Wednesday, August 28, 2019

Activity-Based Maritime Employee Coverage?

I was recently asked if it would be possible to put a Marine Workers' Compensation policy in place that could cover a specific incident.

While the question itself appeared logical, fully covering marine employees is not a one-stop-shop.

They were asking for a coverage opinion based on an “activity” (such as diving, or welding) but unfortunately, the law does not allow the activity to be the sole determinate of what policy can and will respond.

An example can be made from Admiralty Claims.

Two policy types can respond to “Admiralty” claims (often wrongly limited to Jones Act claims). They are Maritime Employers Liability and the Crew Coverage available under a Protection and Indemnity policy.

To be eligible for “Admiralty” benefits any employee has to pass some tests, with the most critical being a “substantial connection to a vessel in navigation”. So let’s break this down: 
  1. There must be a vessel…. They don’t need to be ON the vessel at the time… but they need to use the vessels to dive/snorkel FROM. If a diver walks in from the dock, they instantly fail this test.
  2. It must be in navigation…. Simplistically away from its home dock - not necessarily moving but also not in a landlocked lake.
  3. And the connection must be “substantial”.  Court cases have shown that to be in general 30% of their time or more in service of the vessel, although there are some specific rules around that.


If you fail any one of these Admiralty tests, then you fall back under State Worker’s Compensation or Longshore.
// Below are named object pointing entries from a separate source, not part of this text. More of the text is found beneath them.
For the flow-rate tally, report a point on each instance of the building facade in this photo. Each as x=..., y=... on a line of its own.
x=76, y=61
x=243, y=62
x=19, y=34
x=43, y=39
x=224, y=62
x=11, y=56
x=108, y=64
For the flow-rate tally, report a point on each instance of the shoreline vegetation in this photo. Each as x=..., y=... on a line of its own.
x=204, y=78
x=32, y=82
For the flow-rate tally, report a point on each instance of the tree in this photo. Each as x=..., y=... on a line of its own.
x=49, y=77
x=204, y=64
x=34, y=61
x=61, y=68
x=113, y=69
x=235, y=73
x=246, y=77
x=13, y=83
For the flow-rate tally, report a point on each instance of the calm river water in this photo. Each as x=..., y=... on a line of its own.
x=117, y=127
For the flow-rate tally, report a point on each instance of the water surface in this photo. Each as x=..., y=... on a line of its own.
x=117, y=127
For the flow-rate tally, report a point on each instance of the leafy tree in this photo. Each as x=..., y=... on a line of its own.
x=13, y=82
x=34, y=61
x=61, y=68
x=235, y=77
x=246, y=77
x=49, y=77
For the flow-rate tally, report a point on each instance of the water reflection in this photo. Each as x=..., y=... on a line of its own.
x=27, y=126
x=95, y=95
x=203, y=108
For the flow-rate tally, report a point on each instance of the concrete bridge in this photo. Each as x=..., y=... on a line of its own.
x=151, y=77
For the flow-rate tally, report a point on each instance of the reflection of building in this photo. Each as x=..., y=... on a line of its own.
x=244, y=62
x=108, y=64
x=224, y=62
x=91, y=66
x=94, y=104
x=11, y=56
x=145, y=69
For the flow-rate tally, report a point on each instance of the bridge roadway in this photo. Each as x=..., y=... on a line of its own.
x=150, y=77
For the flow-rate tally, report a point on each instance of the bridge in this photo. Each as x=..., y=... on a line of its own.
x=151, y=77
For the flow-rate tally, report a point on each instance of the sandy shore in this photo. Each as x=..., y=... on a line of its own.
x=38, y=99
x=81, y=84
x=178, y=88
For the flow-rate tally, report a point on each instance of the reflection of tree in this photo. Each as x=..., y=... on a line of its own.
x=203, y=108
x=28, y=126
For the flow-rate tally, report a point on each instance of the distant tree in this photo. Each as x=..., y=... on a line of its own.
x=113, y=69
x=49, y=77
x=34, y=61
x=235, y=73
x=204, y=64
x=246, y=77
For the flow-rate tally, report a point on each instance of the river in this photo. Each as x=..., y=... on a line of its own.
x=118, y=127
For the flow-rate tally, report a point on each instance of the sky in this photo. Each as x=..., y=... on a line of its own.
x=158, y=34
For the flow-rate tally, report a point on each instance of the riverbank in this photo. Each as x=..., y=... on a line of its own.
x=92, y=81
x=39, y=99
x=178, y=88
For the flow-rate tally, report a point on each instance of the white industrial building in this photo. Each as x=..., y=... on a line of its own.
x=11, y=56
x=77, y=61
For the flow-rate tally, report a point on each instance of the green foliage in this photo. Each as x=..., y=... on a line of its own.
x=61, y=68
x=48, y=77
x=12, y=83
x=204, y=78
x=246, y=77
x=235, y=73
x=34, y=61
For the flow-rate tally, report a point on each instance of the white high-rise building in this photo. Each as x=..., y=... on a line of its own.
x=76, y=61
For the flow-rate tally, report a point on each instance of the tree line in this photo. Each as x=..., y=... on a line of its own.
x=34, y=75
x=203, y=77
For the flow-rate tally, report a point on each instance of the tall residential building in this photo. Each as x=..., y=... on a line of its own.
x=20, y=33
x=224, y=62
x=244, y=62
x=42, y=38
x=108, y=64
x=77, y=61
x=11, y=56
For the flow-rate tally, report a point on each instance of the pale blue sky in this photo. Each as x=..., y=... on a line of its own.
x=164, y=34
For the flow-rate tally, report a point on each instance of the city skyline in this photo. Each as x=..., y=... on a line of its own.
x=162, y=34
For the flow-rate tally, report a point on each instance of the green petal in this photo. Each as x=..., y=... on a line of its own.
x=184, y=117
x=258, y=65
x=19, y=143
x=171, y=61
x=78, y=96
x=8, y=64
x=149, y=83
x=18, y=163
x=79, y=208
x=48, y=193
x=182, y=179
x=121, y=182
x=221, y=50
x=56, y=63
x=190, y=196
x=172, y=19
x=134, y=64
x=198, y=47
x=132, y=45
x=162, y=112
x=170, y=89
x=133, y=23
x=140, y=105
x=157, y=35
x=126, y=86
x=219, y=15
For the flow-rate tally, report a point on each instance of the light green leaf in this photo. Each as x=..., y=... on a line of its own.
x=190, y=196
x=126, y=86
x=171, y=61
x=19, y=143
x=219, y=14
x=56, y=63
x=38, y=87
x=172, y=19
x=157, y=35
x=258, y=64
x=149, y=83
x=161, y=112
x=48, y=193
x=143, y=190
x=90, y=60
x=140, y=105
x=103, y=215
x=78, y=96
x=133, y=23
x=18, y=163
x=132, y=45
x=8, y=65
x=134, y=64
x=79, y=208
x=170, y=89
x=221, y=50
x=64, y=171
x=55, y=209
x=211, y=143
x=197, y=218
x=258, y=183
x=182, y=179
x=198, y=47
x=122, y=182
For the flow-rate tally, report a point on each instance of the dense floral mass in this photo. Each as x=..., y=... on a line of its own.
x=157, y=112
So, let’s say we have Jane and Bill, both employees, snorkeling from a vessel in a bay. Both pass tests 1 & 2 quite easily. However, Jane spends 50% of her time working on/from the boats, while Bill only spends 20% of his time.

Jane will have an Admiralty claim because she spends a "substantial" amount of time in service of the vessel. Bill won't have an Admiralty claim and he will get Workers' Compensation benefits instead.

These are NOT insurance rules or policy coverages, these are Federal and State LAWS.

Now just to add a wrinkle.  That does not stop Bill from suing you, and in that case, the Maritime Employers Liability/Protection and Indemnity policy turns into a defense-cost policy for you and the rate on those people is much lower because of that.

To sum this whole explanation up: It is impossible to have a policy that covers every type of incident that may happen. Required coverage is dependent on much more than job activity. Maritime Employers Liability and Protection and Indemnity can never cover Workers’ Compensation.   Only Workers’ Compensation can cover Workers’ Compensation.